Nas últimas 48 horas, foram registrados mais de 3 mil focos de incêndio em todo o país. Quase 30% das ocorrências, de acordo com os dados compilados pelo Instituto Nacional de Pesquisas Espaciais (Inpe), estão concentradas no estado do Pará, com 849 queimadas identificadas.

Coordenador do Programa de Monitoramento de Queimadas do instituto, Alberto Setzer, lembra que a grande maioria dos incêndios tem origem humana. “Eu diria que mais de 99%, sendo por acidente ou proposital. E essa ação humana é proibida por lei”, disse. Segundo o pesquisador, apesar dos números deste ano ainda estarem abaixo dos registrados em 2017, quando foi registrada uma forte estiagem neste período, as ocorrências ainda são alarmantes e as autoridades locais não conseguem coibir essas ações.

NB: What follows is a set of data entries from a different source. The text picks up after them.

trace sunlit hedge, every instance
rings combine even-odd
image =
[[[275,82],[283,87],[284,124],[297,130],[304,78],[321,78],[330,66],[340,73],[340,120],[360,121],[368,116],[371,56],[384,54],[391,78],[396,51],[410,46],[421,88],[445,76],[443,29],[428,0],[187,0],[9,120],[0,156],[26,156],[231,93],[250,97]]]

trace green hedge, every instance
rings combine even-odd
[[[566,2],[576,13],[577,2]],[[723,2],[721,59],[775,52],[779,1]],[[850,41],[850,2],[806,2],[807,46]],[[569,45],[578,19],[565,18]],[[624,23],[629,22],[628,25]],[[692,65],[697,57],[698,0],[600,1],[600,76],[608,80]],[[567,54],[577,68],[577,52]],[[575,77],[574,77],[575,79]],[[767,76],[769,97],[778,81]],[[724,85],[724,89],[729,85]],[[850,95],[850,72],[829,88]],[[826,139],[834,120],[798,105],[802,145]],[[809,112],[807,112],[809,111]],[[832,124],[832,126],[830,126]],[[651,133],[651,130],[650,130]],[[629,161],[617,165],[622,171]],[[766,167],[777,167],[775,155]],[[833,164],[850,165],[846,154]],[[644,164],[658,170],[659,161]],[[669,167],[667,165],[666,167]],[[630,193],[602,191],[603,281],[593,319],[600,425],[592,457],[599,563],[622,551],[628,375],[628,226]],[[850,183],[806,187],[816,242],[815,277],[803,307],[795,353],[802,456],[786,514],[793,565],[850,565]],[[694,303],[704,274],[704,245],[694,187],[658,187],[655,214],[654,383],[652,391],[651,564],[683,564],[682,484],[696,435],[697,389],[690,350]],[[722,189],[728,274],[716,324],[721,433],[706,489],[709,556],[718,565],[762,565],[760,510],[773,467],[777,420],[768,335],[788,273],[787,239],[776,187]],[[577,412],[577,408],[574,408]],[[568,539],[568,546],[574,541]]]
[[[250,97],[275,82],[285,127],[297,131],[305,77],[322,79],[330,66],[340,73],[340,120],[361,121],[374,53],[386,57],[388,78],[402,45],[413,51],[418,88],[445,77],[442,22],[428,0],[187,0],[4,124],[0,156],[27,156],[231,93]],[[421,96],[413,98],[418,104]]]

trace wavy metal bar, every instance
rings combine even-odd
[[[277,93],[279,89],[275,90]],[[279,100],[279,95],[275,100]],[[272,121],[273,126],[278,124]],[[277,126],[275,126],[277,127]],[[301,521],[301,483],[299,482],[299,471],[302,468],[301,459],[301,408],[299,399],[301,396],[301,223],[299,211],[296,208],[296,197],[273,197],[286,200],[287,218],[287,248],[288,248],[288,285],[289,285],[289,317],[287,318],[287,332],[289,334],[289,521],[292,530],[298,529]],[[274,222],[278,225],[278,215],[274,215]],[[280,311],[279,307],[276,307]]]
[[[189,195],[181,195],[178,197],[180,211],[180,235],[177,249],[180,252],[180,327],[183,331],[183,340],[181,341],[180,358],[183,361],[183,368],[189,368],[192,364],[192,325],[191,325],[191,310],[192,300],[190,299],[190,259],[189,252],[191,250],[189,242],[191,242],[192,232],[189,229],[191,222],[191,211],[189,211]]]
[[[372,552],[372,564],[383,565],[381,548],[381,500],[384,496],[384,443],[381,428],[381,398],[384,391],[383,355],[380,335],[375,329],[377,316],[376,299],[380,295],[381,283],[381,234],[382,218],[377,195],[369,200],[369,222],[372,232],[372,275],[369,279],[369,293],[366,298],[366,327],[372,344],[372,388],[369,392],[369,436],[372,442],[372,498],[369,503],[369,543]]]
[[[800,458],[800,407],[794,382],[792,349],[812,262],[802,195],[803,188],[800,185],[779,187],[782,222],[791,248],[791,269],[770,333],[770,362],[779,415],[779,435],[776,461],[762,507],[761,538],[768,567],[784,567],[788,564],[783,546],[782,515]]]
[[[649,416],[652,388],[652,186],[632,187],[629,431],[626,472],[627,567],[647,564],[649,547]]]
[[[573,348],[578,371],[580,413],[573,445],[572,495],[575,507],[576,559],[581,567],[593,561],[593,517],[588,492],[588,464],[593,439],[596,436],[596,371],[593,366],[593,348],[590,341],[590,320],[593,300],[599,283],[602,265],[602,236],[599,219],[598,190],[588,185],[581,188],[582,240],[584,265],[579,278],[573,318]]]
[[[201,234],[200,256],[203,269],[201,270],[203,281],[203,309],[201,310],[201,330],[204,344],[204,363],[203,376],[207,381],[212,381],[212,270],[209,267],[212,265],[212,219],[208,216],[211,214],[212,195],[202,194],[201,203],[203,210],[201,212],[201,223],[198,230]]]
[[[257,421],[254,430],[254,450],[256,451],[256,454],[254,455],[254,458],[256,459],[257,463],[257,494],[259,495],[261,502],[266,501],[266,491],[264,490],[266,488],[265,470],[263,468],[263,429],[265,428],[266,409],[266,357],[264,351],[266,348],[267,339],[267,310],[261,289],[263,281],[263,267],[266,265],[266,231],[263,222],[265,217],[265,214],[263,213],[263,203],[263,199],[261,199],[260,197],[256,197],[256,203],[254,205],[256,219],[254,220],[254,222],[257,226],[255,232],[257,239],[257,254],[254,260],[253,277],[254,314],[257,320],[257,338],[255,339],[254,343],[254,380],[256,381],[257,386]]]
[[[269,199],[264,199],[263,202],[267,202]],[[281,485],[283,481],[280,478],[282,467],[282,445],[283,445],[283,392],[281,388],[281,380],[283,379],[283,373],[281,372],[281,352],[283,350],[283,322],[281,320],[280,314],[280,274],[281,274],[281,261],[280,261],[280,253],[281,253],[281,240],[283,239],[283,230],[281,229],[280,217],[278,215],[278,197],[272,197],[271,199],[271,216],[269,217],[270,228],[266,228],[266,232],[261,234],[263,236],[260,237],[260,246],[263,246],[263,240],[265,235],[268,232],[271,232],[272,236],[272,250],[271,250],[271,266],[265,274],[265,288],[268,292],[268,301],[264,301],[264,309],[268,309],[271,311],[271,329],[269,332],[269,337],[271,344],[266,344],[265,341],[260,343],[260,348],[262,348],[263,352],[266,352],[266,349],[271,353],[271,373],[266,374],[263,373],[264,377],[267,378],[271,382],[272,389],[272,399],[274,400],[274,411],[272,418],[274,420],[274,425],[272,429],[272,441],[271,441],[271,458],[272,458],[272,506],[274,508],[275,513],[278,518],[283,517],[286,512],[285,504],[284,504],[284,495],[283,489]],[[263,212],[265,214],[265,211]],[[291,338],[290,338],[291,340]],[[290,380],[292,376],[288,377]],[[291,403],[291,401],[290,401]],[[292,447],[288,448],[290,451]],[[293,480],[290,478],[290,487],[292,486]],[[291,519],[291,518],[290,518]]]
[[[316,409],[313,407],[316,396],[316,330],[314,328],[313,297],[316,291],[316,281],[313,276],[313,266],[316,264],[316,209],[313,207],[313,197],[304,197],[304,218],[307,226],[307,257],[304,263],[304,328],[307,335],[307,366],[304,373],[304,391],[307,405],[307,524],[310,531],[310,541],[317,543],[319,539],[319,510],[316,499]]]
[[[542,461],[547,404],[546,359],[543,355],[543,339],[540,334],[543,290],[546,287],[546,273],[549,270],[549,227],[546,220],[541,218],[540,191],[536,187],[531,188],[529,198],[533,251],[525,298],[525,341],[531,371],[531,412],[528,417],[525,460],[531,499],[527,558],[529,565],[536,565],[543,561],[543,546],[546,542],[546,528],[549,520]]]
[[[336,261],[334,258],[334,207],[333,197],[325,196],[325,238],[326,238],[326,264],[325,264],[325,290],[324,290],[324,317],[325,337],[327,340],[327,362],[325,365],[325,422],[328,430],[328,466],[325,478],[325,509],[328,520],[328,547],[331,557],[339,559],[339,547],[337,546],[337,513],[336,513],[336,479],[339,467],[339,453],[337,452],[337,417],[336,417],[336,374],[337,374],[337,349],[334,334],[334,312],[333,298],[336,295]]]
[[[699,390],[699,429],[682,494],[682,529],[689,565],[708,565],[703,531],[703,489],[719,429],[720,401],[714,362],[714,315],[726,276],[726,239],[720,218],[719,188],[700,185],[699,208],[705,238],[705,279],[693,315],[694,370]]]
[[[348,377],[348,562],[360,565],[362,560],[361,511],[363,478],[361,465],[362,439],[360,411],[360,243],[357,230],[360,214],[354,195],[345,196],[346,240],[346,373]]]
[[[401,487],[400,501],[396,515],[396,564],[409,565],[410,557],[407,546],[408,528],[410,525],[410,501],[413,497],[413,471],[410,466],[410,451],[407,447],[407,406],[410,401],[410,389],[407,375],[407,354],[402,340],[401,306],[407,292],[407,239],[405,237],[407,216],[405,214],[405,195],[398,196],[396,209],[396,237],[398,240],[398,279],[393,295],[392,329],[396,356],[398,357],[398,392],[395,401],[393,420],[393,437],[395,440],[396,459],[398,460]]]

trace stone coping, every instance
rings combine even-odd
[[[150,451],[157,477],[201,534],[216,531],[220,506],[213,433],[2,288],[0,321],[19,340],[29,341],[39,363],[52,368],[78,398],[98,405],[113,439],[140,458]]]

“Com certeza, novos desmatamentos estão associados a estes incêndios e antigos desmatamentos também para cobrir o entorno da vegetação, assim como o uso do fogo para preparar a roça”, citou. Setzer lembrou que muitas propriedades na região recorrem à queima da vegetação para criar uma camada de nutrientes para a plantação. “Mas, a longo prazo, usando fogo todos os anos, o solo fica pobre e exausto”, completou.

Amazônia
Durante todo o mês de agosto, o território paraense, que historicamente é citado pelos números de desmatamento, teve 1.380 ocorrências ante de mais de 5 mil em todo Brasil. Três cidades lideram o ranking de focos de incêndios: Novo Progresso (340), Altamira (277) e São Félix do Xingu (236).

No mesmo mês, Mato Grosso registrou 790 focos e o Amazonas, 503. Os três estados têm a Amazônia como o bioma exclusivo ou parcial, no caso do Mato Grosso. Pelos registros do Inpe, quase dois terços das queimadas impactaram diretamente esse bioma, que predomina na maior parte do território nacional (49,29%).